## Scatter Plot Comparison: Max Softmax Probability vs. Negative Perplexity
### Overview
The image displays two side-by-side scatter plots comparing the relationship between model **Accuracy** (x-axis) and **AUROC** (y-axis) under two different evaluation metrics: **Max Softmax Probability** (left chart) and **Negative Perplexity** (right chart). Each plot contains approximately 15-20 data points (black dots), a linear regression trend line (solid black), and a shaded gray area representing the confidence interval.
### Components/Axes
**Common Elements:**
* **Y-Axis Label (Both Charts):** `AUROC`
* **X-Axis Label (Both Charts):** `Accuracy`
* **Data Representation:** Black circular markers for individual data points.
* **Trend Line:** Solid black line representing a linear fit.
* **Uncertainty Band:** Shaded gray area around the trend line, indicating the confidence interval.
**Left Chart: "Max Softmax Prob"**
* **Title:** `Max Softmax Prob`
* **Y-Axis Scale:** Ranges from 60% to 80%, with major ticks at 60%, 70%, and 80%.
* **X-Axis Scale:** Ranges from 45% to 75%, with major ticks at 45%, 60%, and 75%.
**Right Chart: "Neg. Perplexity"**
* **Title:** `Neg. Perplexity`
* **Y-Axis Scale:** Ranges from 60% to 65%, with major ticks at 60% and 65%.
* **X-Axis Scale:** Ranges from 40% to 60%, with major ticks at 40%, 50%, and 60%.
### Detailed Analysis
**Left Chart (Max Softmax Prob):**
* **Trend Verification:** The data points and trend line show a clear **positive correlation**. As Accuracy increases, AUROC also increases.
* **Data Point Distribution:** Points are scattered around the trend line. The lowest accuracy point is near (45%, ~65% AUROC). The highest accuracy point is near (75%, ~78% AUROC). The cluster is densest between 55%-65% Accuracy and 70%-75% AUROC.
* **Trend Line:** The line has a steep positive slope, starting near (45%, 66%) and ending near (75%, 78%).
* **Confidence Interval:** The shaded band is relatively narrow, suggesting a stronger correlation and more consistent relationship between the variables in this metric.
**Right Chart (Neg. Perplexity):**
* **Trend Verification:** The data points and trend line show a **slight negative correlation**. As Accuracy increases, AUROC shows a very mild decrease.

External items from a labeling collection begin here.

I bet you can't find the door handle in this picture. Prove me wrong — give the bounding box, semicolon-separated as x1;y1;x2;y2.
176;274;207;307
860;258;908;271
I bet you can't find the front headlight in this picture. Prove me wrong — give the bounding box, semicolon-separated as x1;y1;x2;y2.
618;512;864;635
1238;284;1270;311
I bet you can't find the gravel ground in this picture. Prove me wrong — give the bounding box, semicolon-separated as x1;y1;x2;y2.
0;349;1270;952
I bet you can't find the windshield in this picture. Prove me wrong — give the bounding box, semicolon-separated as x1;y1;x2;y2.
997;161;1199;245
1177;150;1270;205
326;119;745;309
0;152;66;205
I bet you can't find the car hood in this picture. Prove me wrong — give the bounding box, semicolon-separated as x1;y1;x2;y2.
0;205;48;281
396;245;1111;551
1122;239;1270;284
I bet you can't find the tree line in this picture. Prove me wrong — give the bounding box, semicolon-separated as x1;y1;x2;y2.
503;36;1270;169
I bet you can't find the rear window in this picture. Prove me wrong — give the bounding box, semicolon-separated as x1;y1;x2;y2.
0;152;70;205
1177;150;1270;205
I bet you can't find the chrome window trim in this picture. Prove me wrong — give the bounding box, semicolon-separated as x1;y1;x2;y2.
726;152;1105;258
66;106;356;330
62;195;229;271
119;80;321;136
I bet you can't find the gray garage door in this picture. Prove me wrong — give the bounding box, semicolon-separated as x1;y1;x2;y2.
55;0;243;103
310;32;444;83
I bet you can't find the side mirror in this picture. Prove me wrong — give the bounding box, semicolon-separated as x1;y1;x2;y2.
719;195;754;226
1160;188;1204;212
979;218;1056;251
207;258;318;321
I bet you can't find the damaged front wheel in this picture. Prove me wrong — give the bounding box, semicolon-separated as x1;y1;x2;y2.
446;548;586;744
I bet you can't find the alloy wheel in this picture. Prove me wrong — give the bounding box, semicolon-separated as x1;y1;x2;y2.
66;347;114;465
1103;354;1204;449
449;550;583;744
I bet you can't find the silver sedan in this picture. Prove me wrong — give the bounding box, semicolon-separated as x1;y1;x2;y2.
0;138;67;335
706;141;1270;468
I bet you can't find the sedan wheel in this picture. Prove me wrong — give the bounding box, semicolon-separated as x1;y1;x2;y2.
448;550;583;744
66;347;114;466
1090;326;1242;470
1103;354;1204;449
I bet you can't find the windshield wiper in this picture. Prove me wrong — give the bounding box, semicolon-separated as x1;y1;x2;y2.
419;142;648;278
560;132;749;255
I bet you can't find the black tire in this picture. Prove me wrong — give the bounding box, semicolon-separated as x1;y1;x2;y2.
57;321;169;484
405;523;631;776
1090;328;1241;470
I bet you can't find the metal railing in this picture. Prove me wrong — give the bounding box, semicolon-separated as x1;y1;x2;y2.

* **Data Point Distribution:** Points are more widely scattered compared to the left chart. There is a notable outlier at approximately (55%, 57% AUROC), which is the lowest point on the graph. The highest AUROC point is near (50%, 65%).
* **Trend Line:** The line has a shallow negative slope, starting near (40%, 64%) and ending near (60%, 62%).
* **Confidence Interval:** The shaded band is wider, especially at the extremes of the x-axis, indicating greater uncertainty in the trend, likely due to the higher variance and the outlier.
### Key Observations
1. **Divergent Trends:** The most significant observation is the opposing relationship between Accuracy and AUROC under the two metrics. Max Softmax Probability shows a strong positive link, while Negative Perplexity shows a weak negative link.
2. **Scale Difference:** The AUROC range for the "Neg. Perplexity" chart (60-65%) is much narrower than for the "Max Softmax Prob" chart (60-80%), compressing the visual spread of data.
3. **Data Consistency:** The data in the left chart is more tightly clustered around its trend line, suggesting a more predictable relationship. The right chart's data is noisier.
4. **Outlier:** The data point at ~55% Accuracy and ~57% AUROC in the "Neg. Perplexity" chart is a clear outlier, pulling the trend line down and widening the confidence interval.
### Interpretation
This comparison suggests that the choice of evaluation metric fundamentally changes the perceived relationship between a model's classification **Accuracy** and its discriminative ability as measured by **AUROC**.
* **Max Softmax Prob (Left):** This metric likely uses the confidence of the model's top prediction. The strong positive trend indicates that models which are both more accurate *and* more confident in their correct predictions achieve a higher AUROC. This is an intuitive and desirable alignment of metrics.
* **Neg. Perplexity (Right):** Perplexity measures how well a probability model predicts a sample. Using its negative flips the scale. The weak negative trend is counter-intuitive and suggests a potential trade-off or a different aspect of model behavior. It might indicate that models optimized for raw accuracy (perhaps via techniques like label smoothing) could have slightly worse AUROC when evaluated via this specific probabilistic metric. The outlier highlights that this relationship is not stable across all models or training conditions.
**Conclusion:** The data demonstrates that AUROC is not a monolithic metric; its correlation with accuracy is highly dependent on the underlying probabilistic output used for evaluation. For technical reporting, it is crucial to specify the exact method (e.g., max softmax vs. negative perplexity) when presenting AUROC results alongside accuracy, as they can tell very different stories about model performance.